MANKATO —
Calvary Cemetery caretaker Terry Miller wasn’t sure what he was looking at when he first saw the tuft of off-white fur under a bush.
“I thought it was a cat or something,” Miller said.
Then it turned and looked at him, and he knew it was something else.
After a call to the University of Minnesota’s Raptor Center, Miller discovered the furry ball was a great horned owl chick that had fallen from the nest in a nearby tree.
This one was only around 2 weeks old at the time. The chicks usually don’t fly until they are 6 to 8 weeks old and would probably be killed by another predator if not protected and fed by the mother, Raptor Center staff told him. They recommended leaving the chick under the bush if it didn’t appear injured.
The nearby mother was definitely defending its baby, as Miller and his staff discovered when they first tried to mow the grass near the chick.

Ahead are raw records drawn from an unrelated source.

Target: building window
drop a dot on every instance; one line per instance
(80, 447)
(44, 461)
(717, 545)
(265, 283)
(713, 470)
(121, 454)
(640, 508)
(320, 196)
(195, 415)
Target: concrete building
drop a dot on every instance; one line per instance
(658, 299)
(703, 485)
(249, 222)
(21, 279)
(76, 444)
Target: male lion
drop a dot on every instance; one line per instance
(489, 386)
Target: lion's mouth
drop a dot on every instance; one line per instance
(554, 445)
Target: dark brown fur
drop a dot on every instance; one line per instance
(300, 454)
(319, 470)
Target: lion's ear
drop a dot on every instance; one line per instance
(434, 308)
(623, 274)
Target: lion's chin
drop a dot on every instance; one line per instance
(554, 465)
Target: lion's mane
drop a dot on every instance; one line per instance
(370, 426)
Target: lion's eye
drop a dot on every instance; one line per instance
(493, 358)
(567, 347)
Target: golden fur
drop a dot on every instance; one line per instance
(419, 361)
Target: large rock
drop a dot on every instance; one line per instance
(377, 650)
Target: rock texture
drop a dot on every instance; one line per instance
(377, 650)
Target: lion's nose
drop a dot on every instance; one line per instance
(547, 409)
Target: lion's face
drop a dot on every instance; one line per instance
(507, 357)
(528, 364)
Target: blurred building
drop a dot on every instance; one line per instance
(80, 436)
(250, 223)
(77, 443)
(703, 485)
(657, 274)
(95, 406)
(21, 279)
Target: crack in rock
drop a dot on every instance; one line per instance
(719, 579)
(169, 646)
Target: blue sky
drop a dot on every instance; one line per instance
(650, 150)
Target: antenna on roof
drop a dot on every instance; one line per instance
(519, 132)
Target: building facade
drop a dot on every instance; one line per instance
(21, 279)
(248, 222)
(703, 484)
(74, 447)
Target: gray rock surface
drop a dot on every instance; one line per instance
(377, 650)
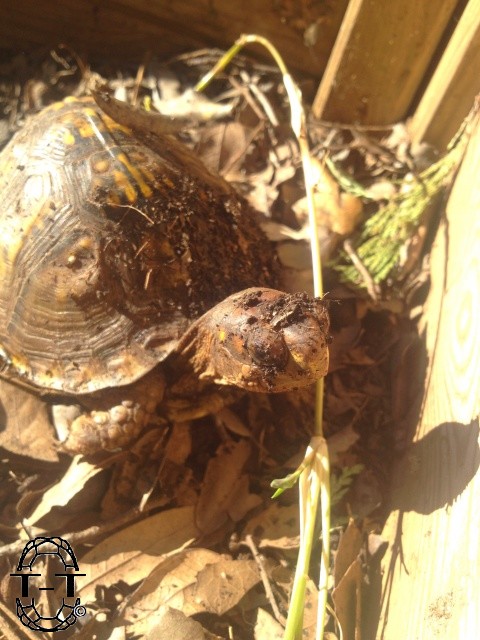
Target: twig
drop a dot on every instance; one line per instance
(265, 579)
(370, 285)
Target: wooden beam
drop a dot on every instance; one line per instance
(379, 59)
(453, 86)
(431, 571)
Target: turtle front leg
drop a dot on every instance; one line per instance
(111, 419)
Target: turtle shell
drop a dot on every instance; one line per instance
(109, 248)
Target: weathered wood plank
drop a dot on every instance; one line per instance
(431, 573)
(126, 29)
(454, 84)
(379, 59)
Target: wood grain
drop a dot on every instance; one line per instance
(126, 29)
(454, 84)
(379, 59)
(431, 573)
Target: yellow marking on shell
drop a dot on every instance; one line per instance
(125, 185)
(20, 365)
(115, 126)
(113, 198)
(168, 182)
(299, 358)
(68, 138)
(101, 166)
(136, 174)
(148, 174)
(13, 235)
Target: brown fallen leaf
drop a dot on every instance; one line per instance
(275, 528)
(220, 586)
(166, 585)
(351, 542)
(130, 554)
(169, 624)
(62, 493)
(25, 427)
(347, 598)
(266, 627)
(220, 487)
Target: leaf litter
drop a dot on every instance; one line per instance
(178, 536)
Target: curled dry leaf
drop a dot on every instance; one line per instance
(25, 427)
(167, 585)
(266, 627)
(130, 554)
(195, 581)
(60, 494)
(221, 487)
(339, 212)
(168, 623)
(276, 527)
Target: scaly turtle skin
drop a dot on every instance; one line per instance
(119, 255)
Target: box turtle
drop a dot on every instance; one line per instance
(134, 282)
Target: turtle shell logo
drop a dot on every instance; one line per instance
(56, 558)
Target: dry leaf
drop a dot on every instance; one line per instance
(347, 598)
(221, 586)
(276, 527)
(349, 547)
(25, 427)
(167, 584)
(170, 624)
(131, 553)
(266, 627)
(74, 480)
(220, 483)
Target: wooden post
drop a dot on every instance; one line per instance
(379, 59)
(454, 84)
(432, 570)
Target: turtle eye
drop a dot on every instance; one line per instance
(267, 348)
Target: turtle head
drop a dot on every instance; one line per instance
(268, 341)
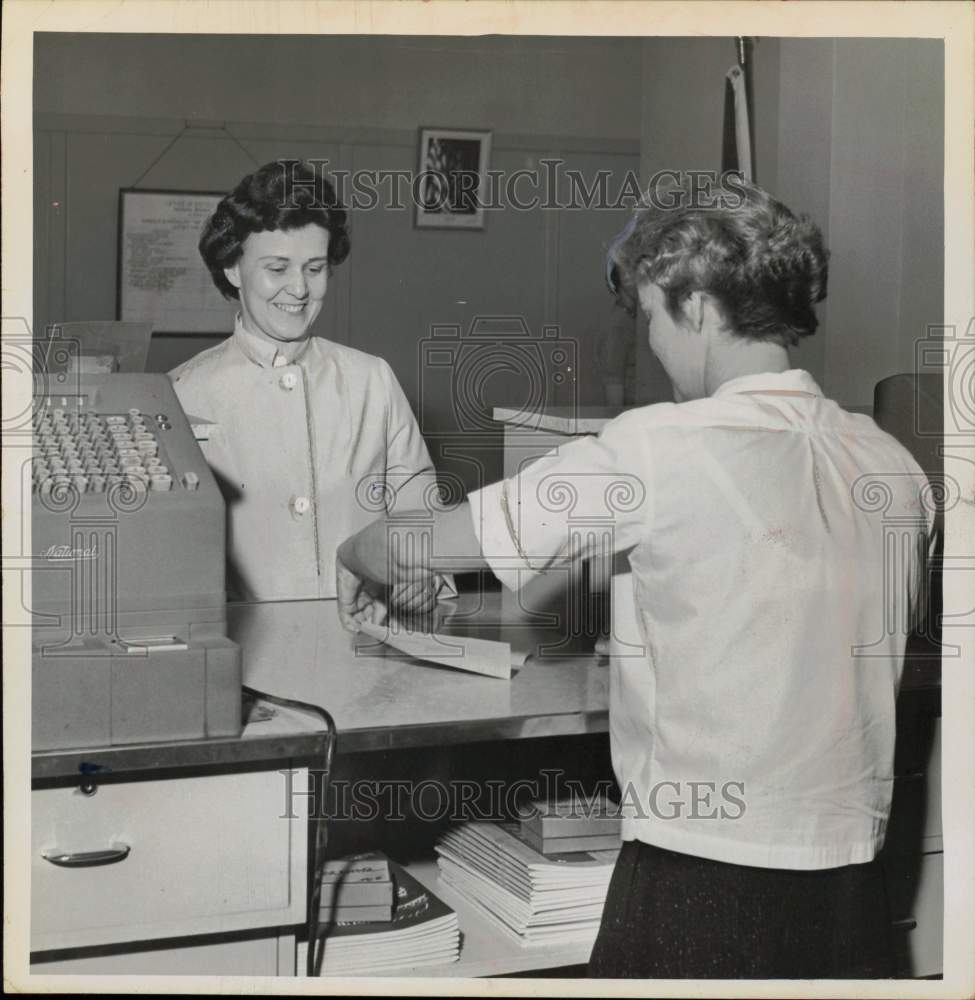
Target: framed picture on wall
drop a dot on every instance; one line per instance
(451, 184)
(162, 279)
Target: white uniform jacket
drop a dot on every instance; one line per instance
(307, 446)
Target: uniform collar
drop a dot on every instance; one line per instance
(795, 380)
(265, 352)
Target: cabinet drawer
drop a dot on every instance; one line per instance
(204, 854)
(270, 956)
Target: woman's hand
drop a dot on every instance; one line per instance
(417, 597)
(358, 600)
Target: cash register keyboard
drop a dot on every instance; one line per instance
(92, 452)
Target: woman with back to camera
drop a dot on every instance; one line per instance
(753, 745)
(308, 438)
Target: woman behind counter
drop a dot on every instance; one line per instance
(753, 746)
(308, 438)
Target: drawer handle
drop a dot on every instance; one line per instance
(87, 859)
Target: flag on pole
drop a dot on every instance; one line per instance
(736, 147)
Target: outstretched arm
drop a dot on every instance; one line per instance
(402, 552)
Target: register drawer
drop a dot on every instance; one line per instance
(205, 854)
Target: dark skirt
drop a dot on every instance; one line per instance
(676, 916)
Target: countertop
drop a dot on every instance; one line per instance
(560, 419)
(378, 699)
(382, 700)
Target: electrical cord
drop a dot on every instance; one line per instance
(316, 950)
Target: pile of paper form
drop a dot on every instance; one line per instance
(533, 899)
(422, 932)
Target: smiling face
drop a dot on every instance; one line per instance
(282, 277)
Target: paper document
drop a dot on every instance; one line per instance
(479, 656)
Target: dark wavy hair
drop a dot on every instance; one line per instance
(763, 266)
(284, 194)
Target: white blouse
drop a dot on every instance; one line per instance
(309, 442)
(776, 543)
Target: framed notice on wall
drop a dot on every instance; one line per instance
(162, 279)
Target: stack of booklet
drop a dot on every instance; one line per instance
(532, 898)
(423, 931)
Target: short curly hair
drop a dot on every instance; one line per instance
(764, 267)
(283, 194)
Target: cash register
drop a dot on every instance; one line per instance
(129, 641)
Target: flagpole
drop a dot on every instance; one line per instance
(745, 51)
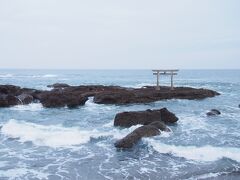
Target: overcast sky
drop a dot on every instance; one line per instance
(120, 34)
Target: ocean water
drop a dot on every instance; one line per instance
(62, 143)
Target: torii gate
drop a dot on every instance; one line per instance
(159, 72)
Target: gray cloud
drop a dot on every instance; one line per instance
(119, 34)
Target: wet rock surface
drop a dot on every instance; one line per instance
(213, 112)
(131, 139)
(151, 121)
(73, 96)
(128, 119)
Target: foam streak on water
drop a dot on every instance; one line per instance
(204, 153)
(52, 136)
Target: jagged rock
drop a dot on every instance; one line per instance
(8, 100)
(58, 85)
(25, 98)
(160, 125)
(60, 99)
(213, 112)
(76, 95)
(128, 119)
(150, 94)
(10, 90)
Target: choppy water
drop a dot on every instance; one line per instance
(40, 143)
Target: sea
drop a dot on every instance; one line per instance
(38, 143)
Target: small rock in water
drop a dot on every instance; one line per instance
(25, 98)
(131, 118)
(131, 139)
(213, 112)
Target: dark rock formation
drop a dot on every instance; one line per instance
(8, 100)
(160, 125)
(128, 119)
(73, 96)
(10, 90)
(150, 94)
(25, 98)
(60, 99)
(58, 85)
(149, 130)
(213, 112)
(136, 135)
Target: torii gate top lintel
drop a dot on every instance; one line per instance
(159, 72)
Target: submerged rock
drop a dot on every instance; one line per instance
(58, 85)
(213, 112)
(128, 119)
(59, 99)
(150, 94)
(25, 98)
(8, 100)
(72, 96)
(131, 139)
(149, 130)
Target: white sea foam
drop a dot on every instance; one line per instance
(21, 172)
(49, 75)
(204, 153)
(53, 136)
(6, 75)
(29, 107)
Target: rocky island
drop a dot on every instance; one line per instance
(72, 96)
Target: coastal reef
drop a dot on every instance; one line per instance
(62, 95)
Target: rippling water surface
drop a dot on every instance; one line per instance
(62, 143)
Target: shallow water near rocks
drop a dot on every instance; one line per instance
(62, 143)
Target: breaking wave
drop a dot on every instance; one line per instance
(50, 135)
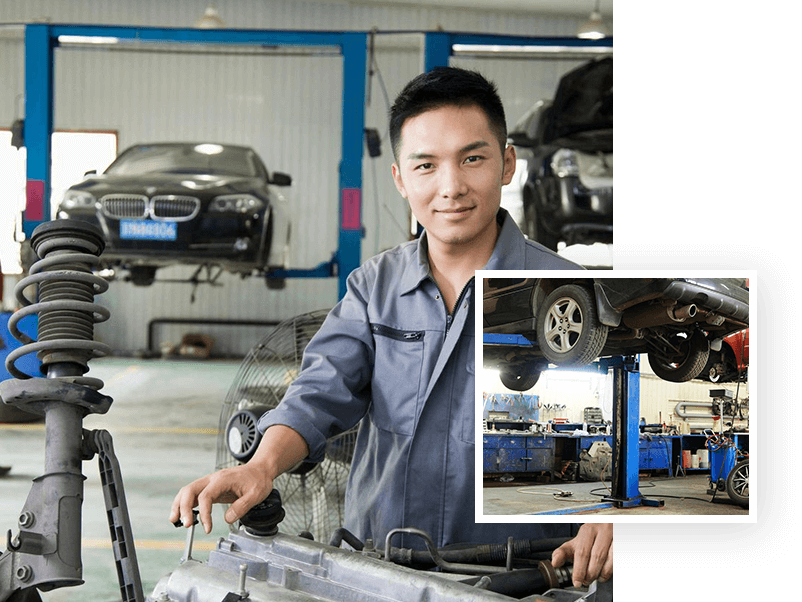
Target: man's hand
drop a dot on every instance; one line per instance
(242, 486)
(591, 551)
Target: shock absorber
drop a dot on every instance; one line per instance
(46, 553)
(68, 250)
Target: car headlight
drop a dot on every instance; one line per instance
(564, 163)
(77, 199)
(236, 203)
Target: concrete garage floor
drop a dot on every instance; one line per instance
(164, 422)
(682, 496)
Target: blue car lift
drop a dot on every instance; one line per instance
(42, 38)
(625, 492)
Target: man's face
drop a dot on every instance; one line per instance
(450, 168)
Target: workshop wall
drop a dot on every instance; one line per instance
(288, 108)
(565, 394)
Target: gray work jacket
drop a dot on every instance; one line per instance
(391, 353)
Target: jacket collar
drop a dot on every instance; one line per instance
(509, 253)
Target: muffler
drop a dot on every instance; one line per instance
(658, 315)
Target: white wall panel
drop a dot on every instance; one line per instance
(288, 108)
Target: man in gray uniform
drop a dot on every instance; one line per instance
(397, 352)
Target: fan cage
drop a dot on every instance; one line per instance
(313, 499)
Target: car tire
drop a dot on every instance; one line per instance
(569, 332)
(519, 381)
(738, 483)
(696, 351)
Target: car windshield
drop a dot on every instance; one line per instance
(185, 158)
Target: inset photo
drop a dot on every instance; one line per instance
(625, 395)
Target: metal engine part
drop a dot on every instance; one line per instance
(286, 568)
(258, 565)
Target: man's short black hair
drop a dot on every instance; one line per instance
(444, 86)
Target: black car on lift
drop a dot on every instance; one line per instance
(573, 321)
(186, 203)
(566, 148)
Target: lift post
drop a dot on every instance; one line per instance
(626, 409)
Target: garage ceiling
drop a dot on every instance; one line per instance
(580, 8)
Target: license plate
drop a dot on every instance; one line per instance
(137, 229)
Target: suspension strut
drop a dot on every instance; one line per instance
(46, 553)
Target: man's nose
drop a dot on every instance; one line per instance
(452, 182)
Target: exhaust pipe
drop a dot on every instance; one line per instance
(658, 315)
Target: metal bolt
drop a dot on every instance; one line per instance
(24, 573)
(241, 591)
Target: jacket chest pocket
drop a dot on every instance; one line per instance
(396, 386)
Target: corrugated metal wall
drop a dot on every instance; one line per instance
(287, 108)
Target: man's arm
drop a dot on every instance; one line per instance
(242, 486)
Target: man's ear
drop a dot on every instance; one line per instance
(509, 164)
(399, 183)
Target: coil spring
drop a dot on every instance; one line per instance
(68, 249)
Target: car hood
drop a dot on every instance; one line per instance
(189, 184)
(581, 114)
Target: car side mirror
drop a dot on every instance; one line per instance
(281, 179)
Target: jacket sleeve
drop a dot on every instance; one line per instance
(332, 392)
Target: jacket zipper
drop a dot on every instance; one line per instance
(450, 314)
(398, 335)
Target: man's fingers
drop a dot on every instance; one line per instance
(560, 555)
(607, 570)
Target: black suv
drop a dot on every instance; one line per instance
(567, 146)
(571, 322)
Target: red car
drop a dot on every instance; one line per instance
(731, 363)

“It would hiss at us. Then the mother would swoop down and scare us off,” Miller said. “No one wanted to go near it.”
They stayed away, watching it each day as visitors, keeping their distance from the nest, came to check on the cemetery’s boarder. Last weekend it seemed like it was ready to fly, Miller said.
“It had gotten really big and you could see all the feathers,” he said.
When he came to work Monday morning, the baby was gone, after about six weeks of hiding under the bush.
The nest remains in the tree, and according to the Raptor Center, the juvenile owl is dependent on the mother all summer and may remain in the area, often not separating until forced to in the fall.